Après  l'indépendance,  l'Algérie  devient  rapidement un  terreau  fertile  pour  la  contestation  islamiste. Fragilisée par une baisse brutal du prix du pétrole et par une hausse de la valeur du dollar, la société algérienne  des  années  1980  se  trouve  en  proie  à  un  chômage  massif  et  à  une  crise  du  logement alarmante.  Les  promesses  avortées  du  socialisme  algérien  laissent  de  nombreux  laissés-pour-compte,  qui  voient  dans  le  modèle  libéral  défendu  par  le  FIS  une  alternative  désirable.

Tout bourgeonnement idéologique majeur est toujours indissociable du contexte socio-économique dans lequel  il  se  produit.  Ainsi,  les  années  1980  sont  marquées  par  une  puissante  vague  d'agitation politique et de soulèvements populaires, souvent réprimés dans le sang par le pouvoir en place. Peu à peu, la présence des factions islamistes dans les mouvements, les cortèges et les manifestations de contestation est l'astuce qui permet à l'islamisme de se constituer un véritable capital de visibilité et de légitimité politiques.

L'Algérie post-coloniale est ainsi secouée par de puissants et profonds antagonismes sociaux et économiques profonds.
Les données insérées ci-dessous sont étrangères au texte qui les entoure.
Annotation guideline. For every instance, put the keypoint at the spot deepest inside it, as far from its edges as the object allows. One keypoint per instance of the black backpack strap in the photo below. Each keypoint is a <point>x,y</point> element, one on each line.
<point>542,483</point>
La « dépersonnalisation » féroce engendrée par l'édifice colonial laisse les Algériens désorientés sur leur(s) propre(s) identité(s). La fracture linguistique entre Francophones, Arabophones, et Berbérophones produit des groupes sociaux relativement distincts ; la remise en cause  de  la  position  « traditionnelle »  de  la  femme  algérienne,  dont  la  mobilité  sociale  s'accroit, entraîne un flou identitaire majeur sur lequel les Islamistes s'appuient. Selon la sociologue Séverine Labat, le malaise social, capitalisé par les Islamistes, devient le terme d'une équation qui se joue sur le plan culturel.

Qualifiée par certains de schizophrénie culturelle, l'identité nationale algérienne semble alors une  source  de  problèmes.  Alors  que  le  FLN  au  pouvoir  soutient  en  théorie  le  socialisme révolutionnaire, la langue  arabe  et  l'Islam  comme  piliers de  l'identité nationale,  la  langue et à  la culture  française  délimitent  des  groupes  socialement  privilégiés.  L'identité  nationale  algérienne vacillait entre l'héritage républicain inspiré de l'ancienne puissance coloniale et les principes de la société islamique. En tous les cas, l'échec politique de fusion de ces deux héritages, sans doute lié à la  force  et  l'acuité  des  traumatismes  passés,  a  entrouvert  la  porte  aux  Islamistes  qui  s'y  sont précipités. Par la voie des urnes dans un premier temps, puis par l'action terroriste dans un second, la nébuleuse islamiste s'est puissamment implantée dans le paysage politique algérien contemporain et elle est devenue un facteur majeur de déstabilisation géopolitique au Sahara.